Barrois also compiled his own valuable manuscript collection, about ten percent of which stemmed from compromised sources. Foreseeing Libri’s conviction, he had the collection discreetly shipped to England in 1849 and sold to the Earl of Ashburnham (cf. Delisle, pp. xl-xlii; most but not all were eventually repurchased by the French government).
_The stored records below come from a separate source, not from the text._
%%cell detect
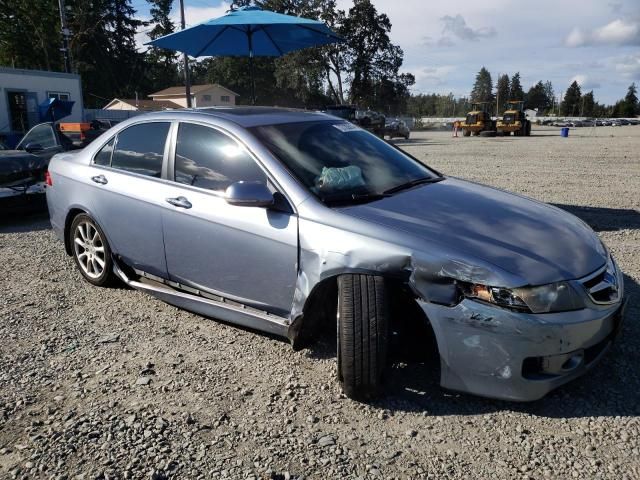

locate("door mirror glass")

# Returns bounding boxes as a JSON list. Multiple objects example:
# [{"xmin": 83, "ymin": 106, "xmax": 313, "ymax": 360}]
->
[
  {"xmin": 224, "ymin": 182, "xmax": 274, "ymax": 208},
  {"xmin": 24, "ymin": 143, "xmax": 44, "ymax": 153}
]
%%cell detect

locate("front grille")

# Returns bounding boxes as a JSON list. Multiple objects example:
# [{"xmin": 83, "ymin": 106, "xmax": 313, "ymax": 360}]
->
[{"xmin": 581, "ymin": 265, "xmax": 620, "ymax": 304}]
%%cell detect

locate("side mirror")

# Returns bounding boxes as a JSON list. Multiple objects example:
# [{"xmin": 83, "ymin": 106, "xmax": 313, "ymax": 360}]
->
[
  {"xmin": 24, "ymin": 143, "xmax": 44, "ymax": 153},
  {"xmin": 224, "ymin": 182, "xmax": 274, "ymax": 208}
]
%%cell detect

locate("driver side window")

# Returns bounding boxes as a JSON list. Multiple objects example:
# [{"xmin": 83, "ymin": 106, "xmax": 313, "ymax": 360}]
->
[{"xmin": 175, "ymin": 123, "xmax": 267, "ymax": 192}]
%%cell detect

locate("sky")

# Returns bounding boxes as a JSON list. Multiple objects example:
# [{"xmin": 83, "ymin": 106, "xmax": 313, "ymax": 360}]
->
[{"xmin": 132, "ymin": 0, "xmax": 640, "ymax": 104}]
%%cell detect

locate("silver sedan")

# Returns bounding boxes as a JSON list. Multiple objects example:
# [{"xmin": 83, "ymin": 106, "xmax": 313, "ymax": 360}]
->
[{"xmin": 47, "ymin": 108, "xmax": 624, "ymax": 401}]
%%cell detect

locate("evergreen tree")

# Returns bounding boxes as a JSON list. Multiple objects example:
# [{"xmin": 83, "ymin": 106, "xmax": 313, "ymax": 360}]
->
[
  {"xmin": 496, "ymin": 74, "xmax": 511, "ymax": 115},
  {"xmin": 509, "ymin": 72, "xmax": 524, "ymax": 100},
  {"xmin": 562, "ymin": 80, "xmax": 582, "ymax": 117},
  {"xmin": 525, "ymin": 81, "xmax": 553, "ymax": 112},
  {"xmin": 581, "ymin": 90, "xmax": 596, "ymax": 117},
  {"xmin": 145, "ymin": 0, "xmax": 181, "ymax": 93},
  {"xmin": 471, "ymin": 67, "xmax": 493, "ymax": 102},
  {"xmin": 622, "ymin": 82, "xmax": 640, "ymax": 117}
]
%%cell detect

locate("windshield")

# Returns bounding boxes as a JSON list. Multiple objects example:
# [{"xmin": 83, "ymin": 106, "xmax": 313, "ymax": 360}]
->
[{"xmin": 250, "ymin": 121, "xmax": 438, "ymax": 203}]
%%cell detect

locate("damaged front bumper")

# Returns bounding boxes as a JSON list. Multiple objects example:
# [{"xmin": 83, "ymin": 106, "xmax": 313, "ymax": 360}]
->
[{"xmin": 419, "ymin": 299, "xmax": 625, "ymax": 401}]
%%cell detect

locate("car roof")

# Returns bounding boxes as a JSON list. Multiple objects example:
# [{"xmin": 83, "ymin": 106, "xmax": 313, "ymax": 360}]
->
[{"xmin": 148, "ymin": 107, "xmax": 340, "ymax": 128}]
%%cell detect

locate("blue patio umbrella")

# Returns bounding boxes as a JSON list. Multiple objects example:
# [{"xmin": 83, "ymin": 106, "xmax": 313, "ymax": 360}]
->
[{"xmin": 147, "ymin": 7, "xmax": 342, "ymax": 103}]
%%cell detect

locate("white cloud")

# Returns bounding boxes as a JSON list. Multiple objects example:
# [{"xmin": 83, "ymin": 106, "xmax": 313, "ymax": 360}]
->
[
  {"xmin": 613, "ymin": 54, "xmax": 640, "ymax": 80},
  {"xmin": 440, "ymin": 14, "xmax": 496, "ymax": 40},
  {"xmin": 569, "ymin": 74, "xmax": 602, "ymax": 92},
  {"xmin": 565, "ymin": 19, "xmax": 640, "ymax": 47}
]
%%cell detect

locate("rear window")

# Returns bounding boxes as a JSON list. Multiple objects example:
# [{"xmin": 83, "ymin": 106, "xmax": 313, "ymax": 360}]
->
[{"xmin": 111, "ymin": 122, "xmax": 170, "ymax": 178}]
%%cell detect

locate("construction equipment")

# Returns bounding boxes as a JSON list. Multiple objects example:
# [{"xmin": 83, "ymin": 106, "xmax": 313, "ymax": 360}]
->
[
  {"xmin": 496, "ymin": 100, "xmax": 531, "ymax": 137},
  {"xmin": 460, "ymin": 102, "xmax": 496, "ymax": 137}
]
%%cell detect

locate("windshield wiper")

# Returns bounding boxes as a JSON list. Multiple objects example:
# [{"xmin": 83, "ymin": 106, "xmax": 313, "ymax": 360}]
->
[
  {"xmin": 383, "ymin": 177, "xmax": 444, "ymax": 195},
  {"xmin": 322, "ymin": 192, "xmax": 391, "ymax": 206}
]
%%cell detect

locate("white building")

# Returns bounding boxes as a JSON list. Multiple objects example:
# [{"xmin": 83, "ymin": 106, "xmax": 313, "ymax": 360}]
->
[
  {"xmin": 0, "ymin": 67, "xmax": 83, "ymax": 134},
  {"xmin": 149, "ymin": 83, "xmax": 239, "ymax": 108}
]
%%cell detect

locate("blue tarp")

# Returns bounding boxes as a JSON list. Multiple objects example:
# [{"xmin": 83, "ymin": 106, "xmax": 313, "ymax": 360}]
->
[{"xmin": 38, "ymin": 98, "xmax": 75, "ymax": 122}]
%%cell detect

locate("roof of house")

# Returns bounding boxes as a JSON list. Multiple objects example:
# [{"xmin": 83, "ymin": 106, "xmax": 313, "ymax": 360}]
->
[
  {"xmin": 104, "ymin": 98, "xmax": 182, "ymax": 112},
  {"xmin": 149, "ymin": 83, "xmax": 240, "ymax": 97}
]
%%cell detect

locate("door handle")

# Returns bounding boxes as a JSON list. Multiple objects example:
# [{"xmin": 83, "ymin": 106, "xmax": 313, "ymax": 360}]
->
[
  {"xmin": 167, "ymin": 197, "xmax": 192, "ymax": 208},
  {"xmin": 91, "ymin": 175, "xmax": 109, "ymax": 185}
]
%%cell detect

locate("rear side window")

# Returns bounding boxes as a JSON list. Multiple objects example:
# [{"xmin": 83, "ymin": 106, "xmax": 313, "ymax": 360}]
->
[
  {"xmin": 93, "ymin": 137, "xmax": 116, "ymax": 167},
  {"xmin": 175, "ymin": 123, "xmax": 267, "ymax": 192},
  {"xmin": 111, "ymin": 122, "xmax": 170, "ymax": 178}
]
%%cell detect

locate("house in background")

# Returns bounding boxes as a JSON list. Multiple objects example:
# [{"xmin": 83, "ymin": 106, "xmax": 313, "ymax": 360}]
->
[
  {"xmin": 149, "ymin": 83, "xmax": 239, "ymax": 108},
  {"xmin": 0, "ymin": 67, "xmax": 83, "ymax": 135},
  {"xmin": 103, "ymin": 98, "xmax": 182, "ymax": 112}
]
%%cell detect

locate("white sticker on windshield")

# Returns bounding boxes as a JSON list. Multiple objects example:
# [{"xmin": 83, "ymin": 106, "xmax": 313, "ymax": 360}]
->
[{"xmin": 333, "ymin": 122, "xmax": 360, "ymax": 132}]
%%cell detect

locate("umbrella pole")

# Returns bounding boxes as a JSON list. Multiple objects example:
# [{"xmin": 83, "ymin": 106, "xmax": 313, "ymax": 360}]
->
[
  {"xmin": 180, "ymin": 0, "xmax": 191, "ymax": 108},
  {"xmin": 247, "ymin": 28, "xmax": 256, "ymax": 105}
]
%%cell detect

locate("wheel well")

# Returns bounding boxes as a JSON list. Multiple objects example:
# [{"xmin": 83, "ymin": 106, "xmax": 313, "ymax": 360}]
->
[
  {"xmin": 291, "ymin": 276, "xmax": 438, "ymax": 359},
  {"xmin": 64, "ymin": 208, "xmax": 87, "ymax": 255}
]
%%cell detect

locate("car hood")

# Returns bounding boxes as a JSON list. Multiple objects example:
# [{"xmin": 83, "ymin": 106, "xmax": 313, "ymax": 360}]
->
[
  {"xmin": 0, "ymin": 150, "xmax": 47, "ymax": 187},
  {"xmin": 341, "ymin": 178, "xmax": 605, "ymax": 285}
]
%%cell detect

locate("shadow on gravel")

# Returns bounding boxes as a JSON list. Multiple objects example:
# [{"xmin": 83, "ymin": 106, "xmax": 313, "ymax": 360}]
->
[
  {"xmin": 552, "ymin": 203, "xmax": 640, "ymax": 232},
  {"xmin": 0, "ymin": 213, "xmax": 51, "ymax": 234}
]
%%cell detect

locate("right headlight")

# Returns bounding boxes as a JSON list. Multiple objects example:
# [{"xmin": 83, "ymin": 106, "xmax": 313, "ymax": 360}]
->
[{"xmin": 459, "ymin": 282, "xmax": 584, "ymax": 313}]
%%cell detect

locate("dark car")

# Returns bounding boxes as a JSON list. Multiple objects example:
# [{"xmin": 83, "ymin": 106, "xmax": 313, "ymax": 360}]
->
[
  {"xmin": 384, "ymin": 118, "xmax": 411, "ymax": 140},
  {"xmin": 0, "ymin": 123, "xmax": 82, "ymax": 217}
]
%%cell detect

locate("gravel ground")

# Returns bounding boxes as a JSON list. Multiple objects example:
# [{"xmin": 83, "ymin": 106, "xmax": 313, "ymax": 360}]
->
[{"xmin": 0, "ymin": 127, "xmax": 640, "ymax": 479}]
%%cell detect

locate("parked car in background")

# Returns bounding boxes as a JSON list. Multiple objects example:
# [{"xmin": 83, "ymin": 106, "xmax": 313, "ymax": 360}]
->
[
  {"xmin": 324, "ymin": 105, "xmax": 385, "ymax": 138},
  {"xmin": 0, "ymin": 123, "xmax": 95, "ymax": 217},
  {"xmin": 46, "ymin": 107, "xmax": 624, "ymax": 401},
  {"xmin": 384, "ymin": 118, "xmax": 411, "ymax": 140}
]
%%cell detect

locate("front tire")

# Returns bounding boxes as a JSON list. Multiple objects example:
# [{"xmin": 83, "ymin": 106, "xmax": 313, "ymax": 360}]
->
[
  {"xmin": 69, "ymin": 213, "xmax": 115, "ymax": 287},
  {"xmin": 338, "ymin": 274, "xmax": 389, "ymax": 400}
]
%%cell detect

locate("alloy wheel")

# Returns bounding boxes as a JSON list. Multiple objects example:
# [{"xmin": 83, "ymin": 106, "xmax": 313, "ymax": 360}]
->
[{"xmin": 73, "ymin": 221, "xmax": 106, "ymax": 279}]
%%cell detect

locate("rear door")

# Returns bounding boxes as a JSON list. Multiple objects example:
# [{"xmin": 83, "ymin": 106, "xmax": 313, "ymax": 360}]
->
[
  {"xmin": 163, "ymin": 122, "xmax": 298, "ymax": 316},
  {"xmin": 85, "ymin": 121, "xmax": 171, "ymax": 278}
]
Convicted in 1850, Libri himself remained comfortably in England, where he was wined and dined by the likes of Panizzi, Keeper of Printed Books at the British Museum.
In Dactylologie et langage primitif restitués d’après les monuments – 1850, published the year of Libri’s conviction, Barrois explores the origins of language in gesture and phonetics, postulating an original universal (Indo-European) language shared by Assyria, India, and China. He traces its roots through cuneiform, hieroglyphics, and classical Greek, and declares the Phoenician digital or finger-alphabet to have been the source of many other writing systems, including Lap, Sanskrit, Chinese, Aztec and other Amerindian languages.